One can very much see the influence of French Impressionism. It is an extremely gestural piece. You do not see a wider narrative come, compositionally it is very cut off – it forces the eye on to the gesture, the paint and the brushwork.

 

But by the 1920s there was a reaction against Impressionism and against the breaking up of the surface in painting.

 

Some artists created a sparser watercolour for example Eric Ravilious in 1923 Wannock Dew Pond.

This demonstrates a painted painterly reaction against Impressionism. It demonstrates that Ravilious was looking back to the work of  John Sell Cotman

And Francis Towne

And being inspired by them bringing a much sparser feel to his watercolours.

It was a fascinating talk to attend and made me think much more deeply about what is a landscape and how is it portrayed:

  • It can be a simple representation
  • It can be idealised, what you want it to look like rather than what it really is
  • it can just be suggested

And what is more important – a recognisable feature or just the colours as in Whistler’s paintings above?

OCA Study Visit – Deutsche Borse Prize

I joined the other OCA students at the Photographers gallery for this visit to see the works of the 4 shortlisted artists for the 2017 Prize. What was particularly interesting about this study visit was the opportunity for each student to put forward their work for the views of others. I learned a lot from seeing the work brought along and then giving my views on it and hearing what other students had to say. As I had only started the landscape course 5 days earlier, I didn’t have any images to take with me to submit for comment, but I did outline my thoughts for the ‘Transitions’ project and received encouraging feedback for it.

The four artists shortlisted for the 2017 Prize were Sophie Calle, Dana Lixenberg, Awoiska van der Molen, and Taiyo Onorato and Nico Krebs.

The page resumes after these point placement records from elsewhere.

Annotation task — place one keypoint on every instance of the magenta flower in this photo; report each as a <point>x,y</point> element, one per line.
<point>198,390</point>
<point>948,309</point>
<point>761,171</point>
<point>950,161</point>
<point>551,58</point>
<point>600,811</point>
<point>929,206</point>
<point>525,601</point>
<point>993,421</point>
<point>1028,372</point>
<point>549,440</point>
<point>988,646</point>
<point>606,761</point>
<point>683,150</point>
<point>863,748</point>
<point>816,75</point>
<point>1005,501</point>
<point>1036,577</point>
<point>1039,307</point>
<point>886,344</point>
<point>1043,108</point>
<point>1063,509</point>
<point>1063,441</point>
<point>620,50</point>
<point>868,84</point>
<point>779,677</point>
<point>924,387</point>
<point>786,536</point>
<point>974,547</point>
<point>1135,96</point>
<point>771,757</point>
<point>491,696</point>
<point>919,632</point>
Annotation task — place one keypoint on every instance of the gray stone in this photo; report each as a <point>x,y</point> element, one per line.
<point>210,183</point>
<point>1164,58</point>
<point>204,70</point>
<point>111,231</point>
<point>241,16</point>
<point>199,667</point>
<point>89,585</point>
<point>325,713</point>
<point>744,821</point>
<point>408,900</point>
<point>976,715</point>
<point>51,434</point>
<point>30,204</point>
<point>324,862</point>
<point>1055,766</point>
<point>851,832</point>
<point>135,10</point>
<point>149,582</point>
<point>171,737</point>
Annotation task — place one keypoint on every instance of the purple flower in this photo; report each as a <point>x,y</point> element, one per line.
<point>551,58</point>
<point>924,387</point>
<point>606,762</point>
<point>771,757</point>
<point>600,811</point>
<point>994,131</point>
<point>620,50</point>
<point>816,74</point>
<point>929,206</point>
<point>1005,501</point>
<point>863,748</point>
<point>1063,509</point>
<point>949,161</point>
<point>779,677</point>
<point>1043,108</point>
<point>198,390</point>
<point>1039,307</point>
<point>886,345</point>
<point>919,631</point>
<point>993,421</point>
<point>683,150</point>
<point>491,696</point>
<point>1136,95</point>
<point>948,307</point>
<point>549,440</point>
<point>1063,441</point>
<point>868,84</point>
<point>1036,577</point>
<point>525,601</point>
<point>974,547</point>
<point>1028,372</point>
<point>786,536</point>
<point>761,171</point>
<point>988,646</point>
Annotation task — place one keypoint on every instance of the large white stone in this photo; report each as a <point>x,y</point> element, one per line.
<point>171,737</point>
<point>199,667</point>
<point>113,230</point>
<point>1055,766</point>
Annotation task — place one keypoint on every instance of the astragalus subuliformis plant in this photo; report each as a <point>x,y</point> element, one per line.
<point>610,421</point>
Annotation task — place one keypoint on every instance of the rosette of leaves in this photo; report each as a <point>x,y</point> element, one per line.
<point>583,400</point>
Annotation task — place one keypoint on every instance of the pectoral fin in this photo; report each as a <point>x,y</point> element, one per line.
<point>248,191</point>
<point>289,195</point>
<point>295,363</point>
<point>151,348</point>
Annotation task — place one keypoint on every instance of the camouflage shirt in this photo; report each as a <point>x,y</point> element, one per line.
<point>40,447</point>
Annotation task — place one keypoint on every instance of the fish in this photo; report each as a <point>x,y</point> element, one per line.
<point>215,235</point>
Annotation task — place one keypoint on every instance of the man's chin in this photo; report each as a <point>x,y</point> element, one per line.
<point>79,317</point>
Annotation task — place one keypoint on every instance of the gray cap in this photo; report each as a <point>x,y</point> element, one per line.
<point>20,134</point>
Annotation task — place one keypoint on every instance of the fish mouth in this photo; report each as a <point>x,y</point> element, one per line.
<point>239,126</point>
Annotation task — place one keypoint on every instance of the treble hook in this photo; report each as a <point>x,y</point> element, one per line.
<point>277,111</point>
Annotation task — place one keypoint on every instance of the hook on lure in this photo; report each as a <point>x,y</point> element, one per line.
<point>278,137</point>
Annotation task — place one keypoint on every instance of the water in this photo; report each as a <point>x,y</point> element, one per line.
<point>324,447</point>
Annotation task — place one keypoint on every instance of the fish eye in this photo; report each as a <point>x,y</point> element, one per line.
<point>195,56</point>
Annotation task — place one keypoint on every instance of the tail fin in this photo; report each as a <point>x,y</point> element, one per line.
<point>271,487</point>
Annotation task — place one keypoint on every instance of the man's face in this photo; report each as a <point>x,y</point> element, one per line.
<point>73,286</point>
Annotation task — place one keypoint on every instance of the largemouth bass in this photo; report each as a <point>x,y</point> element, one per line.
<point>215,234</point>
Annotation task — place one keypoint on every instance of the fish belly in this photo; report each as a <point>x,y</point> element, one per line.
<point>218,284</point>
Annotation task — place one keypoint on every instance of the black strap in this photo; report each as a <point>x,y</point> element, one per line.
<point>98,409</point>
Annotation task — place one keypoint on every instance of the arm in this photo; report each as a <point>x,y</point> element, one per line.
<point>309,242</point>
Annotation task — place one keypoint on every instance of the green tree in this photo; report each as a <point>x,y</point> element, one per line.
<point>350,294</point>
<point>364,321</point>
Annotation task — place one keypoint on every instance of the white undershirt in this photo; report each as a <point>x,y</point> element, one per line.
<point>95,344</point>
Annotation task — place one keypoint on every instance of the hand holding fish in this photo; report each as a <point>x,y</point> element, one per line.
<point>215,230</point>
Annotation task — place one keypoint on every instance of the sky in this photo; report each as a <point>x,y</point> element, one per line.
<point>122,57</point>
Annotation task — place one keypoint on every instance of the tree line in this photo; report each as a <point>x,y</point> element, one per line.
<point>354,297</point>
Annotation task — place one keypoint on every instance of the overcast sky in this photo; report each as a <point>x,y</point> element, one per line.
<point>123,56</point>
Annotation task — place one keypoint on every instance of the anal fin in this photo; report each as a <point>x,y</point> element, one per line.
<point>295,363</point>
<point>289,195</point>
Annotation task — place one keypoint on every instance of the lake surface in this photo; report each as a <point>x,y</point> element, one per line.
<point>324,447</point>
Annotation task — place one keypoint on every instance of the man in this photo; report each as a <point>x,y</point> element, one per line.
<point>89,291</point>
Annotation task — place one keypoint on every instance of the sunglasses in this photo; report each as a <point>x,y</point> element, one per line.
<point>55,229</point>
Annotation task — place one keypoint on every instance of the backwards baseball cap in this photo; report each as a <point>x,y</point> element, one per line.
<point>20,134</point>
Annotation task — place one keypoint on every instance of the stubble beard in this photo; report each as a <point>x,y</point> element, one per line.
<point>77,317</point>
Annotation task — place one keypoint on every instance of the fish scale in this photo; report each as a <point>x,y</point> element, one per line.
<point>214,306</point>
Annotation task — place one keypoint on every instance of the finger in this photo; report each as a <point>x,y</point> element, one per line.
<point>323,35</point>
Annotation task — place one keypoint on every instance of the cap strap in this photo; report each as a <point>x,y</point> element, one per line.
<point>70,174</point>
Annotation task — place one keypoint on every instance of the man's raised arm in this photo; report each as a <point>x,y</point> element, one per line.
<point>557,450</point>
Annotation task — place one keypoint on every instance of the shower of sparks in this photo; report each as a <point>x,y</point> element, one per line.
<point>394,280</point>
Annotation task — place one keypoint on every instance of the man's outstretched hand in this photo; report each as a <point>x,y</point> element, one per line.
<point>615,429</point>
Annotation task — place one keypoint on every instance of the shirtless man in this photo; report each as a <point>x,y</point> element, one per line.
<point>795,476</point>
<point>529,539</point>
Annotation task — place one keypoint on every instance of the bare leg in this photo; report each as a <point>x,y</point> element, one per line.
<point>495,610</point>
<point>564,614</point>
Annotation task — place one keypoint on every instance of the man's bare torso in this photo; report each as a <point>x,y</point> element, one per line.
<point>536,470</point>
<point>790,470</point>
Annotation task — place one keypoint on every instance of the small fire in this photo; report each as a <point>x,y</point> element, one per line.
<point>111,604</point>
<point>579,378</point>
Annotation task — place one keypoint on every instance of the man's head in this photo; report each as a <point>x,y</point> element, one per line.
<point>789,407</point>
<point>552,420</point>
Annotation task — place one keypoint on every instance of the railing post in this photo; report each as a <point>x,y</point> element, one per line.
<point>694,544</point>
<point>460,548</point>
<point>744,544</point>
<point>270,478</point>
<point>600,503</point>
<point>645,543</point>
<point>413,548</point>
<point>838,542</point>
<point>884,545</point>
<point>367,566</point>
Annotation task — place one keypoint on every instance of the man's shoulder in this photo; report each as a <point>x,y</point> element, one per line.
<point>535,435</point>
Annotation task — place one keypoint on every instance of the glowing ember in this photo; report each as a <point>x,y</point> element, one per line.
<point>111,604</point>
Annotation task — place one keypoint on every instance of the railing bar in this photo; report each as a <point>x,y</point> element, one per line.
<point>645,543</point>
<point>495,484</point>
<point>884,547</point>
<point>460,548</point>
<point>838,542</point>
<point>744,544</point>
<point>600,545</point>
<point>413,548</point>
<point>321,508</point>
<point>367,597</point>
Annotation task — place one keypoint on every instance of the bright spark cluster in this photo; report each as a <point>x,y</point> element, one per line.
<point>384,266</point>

For this post I will concentrate on the work of Awoiska van der Molen as her work was concerned with landscape. According to the gallery leaflet van der Molen “explores ideas of place allowing them to impress upon her specific emotional and physical qualities”. She spends extended periods in isolation in remote locations, allowing the landscape to impress upon her rather than imposing any pre-determined views on the landscape.

The results were some stunning black and white, silver gelatin prints. The images seem to draw you in, embrace you with the landscape as you view them, you could almost be on a ‘viewing platform’ as you look at them. Except that you aren’t, you can’t be as they are images of solitude mainly with (apart from one exception) no signs of human presence or intervention.

Displayed as large scale prints in the gallery, they are very powerful representations of the surrounding environment whether of forest or rock faces, allowing the force of the environment to impose itself on the viewer.